Sat 16 Dec 2006
Hot air hangs like a dead man from a white oak tree.
People sitting on porches thinking how things used to be.
Dark night… dark night.

Dark night indeed… perhaps many of them. Cold too.
Global warming or not the world is in a tizzy, climatically speaking. The Lower Mainland area of British Columbia and the entire Northwest of America was hit with the biggest rain and wind storm in recorded history two days ago. One area just off Vancouver Island recorded a wind speed of 157 km/h - that’s hurricane territory.
So, it’s no wonder that as I write this there are still over 250,000 people without power in the Lower Mainland area. Guess where I live…?!
I went home last night after work around 6:00pm. It was dark as usual and the ride home took longer than normal due to pockets of power outage which affected traffic lights and the like which in turn made every driver crazy (What do I do?! What do I do?! Is it my turn?! Can I go now?!) Je-ZUS! Learn how to drive, will ya!
Crazy black dark once I get off the bus at the end of the line. Walk around the corner, retrieve my trusty flashlight from my briefcase (Scouts motto still resonates apparently!), and negotiate my way to the top floor of my condo and eventually my suite door. No lights — emergency or otherwise — and it’s as cold inside as out - around two degrees centigrade.
I turn on the battery-operated radio to see if I can find out how long the power outage here will last… the batteries die. As I stand in the kitchen cursing my stupidity at not buying fresh batteries when I had the chance, the batteries in the flashlight start to die. My shadow (it is me, isn’t it?!) wiggles on the far wall of the dining room. Fuck!
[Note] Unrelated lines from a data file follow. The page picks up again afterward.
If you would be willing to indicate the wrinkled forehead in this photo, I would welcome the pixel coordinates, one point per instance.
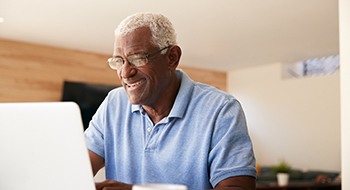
(137, 39)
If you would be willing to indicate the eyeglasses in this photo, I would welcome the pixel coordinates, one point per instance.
(136, 60)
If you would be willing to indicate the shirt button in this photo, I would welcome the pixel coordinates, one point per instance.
(149, 129)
I have candles and matches, but I need to turn on the lights to find them. Double fuck! So much for the Scouts motto, I guess!
It doesn’t seem too cold and I give the idea of having a shower in the dark a thought (gas water heater) and then jumping into bed for the duration. But then I consider those shadows (why are they moving when I’m standing still?!) and remember that scene from “Psycho.” I don’t give it a second thought.
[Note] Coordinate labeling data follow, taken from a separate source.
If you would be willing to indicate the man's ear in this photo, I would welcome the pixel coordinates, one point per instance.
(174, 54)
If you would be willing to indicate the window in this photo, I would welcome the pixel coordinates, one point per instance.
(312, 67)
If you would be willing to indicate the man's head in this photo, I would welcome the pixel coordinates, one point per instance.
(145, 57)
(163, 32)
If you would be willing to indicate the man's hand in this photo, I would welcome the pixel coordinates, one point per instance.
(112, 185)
I use what power is left in the flashlight to see what I’m doing as I pack my toilet kit into my backpack and decide to return to the office. At least the power is on there and I can WiFi my brains out, finish up a little work and even watch TV if I wish. Pizza place downstairs, liquor store across the parking lot, couch in the office, no third-party shadows on the wall… damn, why did I ever leave?!
The two block return walk to the bus stop was surreal.
Consider the darkest place you’ve ever been - physically, not emotionally, we don’t know each other well enough for that conversation. Now double it! That’s how dark it was.
I estimated that I had a minute or two of weak light left in my flashlight before it completely gave up the ghost, and began my two-block trundle back to the bus stop.
I needed that light as weak as it was. I literally could not see my hand in front of my face. Nor my feet, which considering the state of the sidewalk, roads and curbs — still snow covered — made the usually short trip more trepidatious. I walked in my own diminishing pool of light.
But the sky…!
The last time I saw a night sky like that was in the Chihuahuan Desert in southern New Mexico back in July. But you never expect to see such clarity around Vancouver because of ‘urban reflection’. It was truly a sight. It was as if someone had glued a million diamonds onto a black velvet ceiling. An old analogy, and not one I would ever have expected to use in Vancouver, but that’s what it looked like. I stared in something resembling awe.
I walked straight into a lamp standard.
My reverie quashed, and the sound of a bell that had lost its clapper echoing off the invisible buildings, I became aware of other small, shaky pools of light. I hoped they too were accompanied by humans and not some netherworldly hooded fangsters.
I walked past a young couple only a meter away, two flashlights passing in the night. I’ve walked that walk a thousand times over the years, day and night. I could’ve said I could walk it blindfolded. But here I was, as blind as any blind man, and even with a flashlight, weak as it was, I had to concentrate hard to stay on the sidewalk.
Two buses and an hour later I made it back to the office - the warm, well-lit office.
The couch in the waiting area that’s looked so inviting all these years revealed itself to be as comfortable as a packing crate stuffed with marbles. But the place was warm and sleep seemed like the best antidote for the cold shadows that were ‘party hardy’ back in my apartment.
As I started to drift off I opened my now heavy lids one last time. I could barely make out the shadowy images of two vampires chowing down on some poor hapless victim. I think that’s what it was. Couldn’t tell for sure. Might’ve been a swaying tree. No - definitely two vampires chowing down on some poor hapless victim.
This hotel sucks. And I didn’t tip the maid.
December 18th, 2006 at 2:30 pm
Ya, and this was the day I decided to take the family on an exciting ferry boat trip to Victoria. Not the best start to a relaxing getaway. At least the trees missed our house!
December 18th, 2006 at 2:57 pm
Must have been a fun ferry trip! 157 km/h winds in some locales. Wicked! Maybe Al Gore is right - the 2000 election was stolen… sorry: wrong reference. Maybe Al Gore is right - global warming is a problem!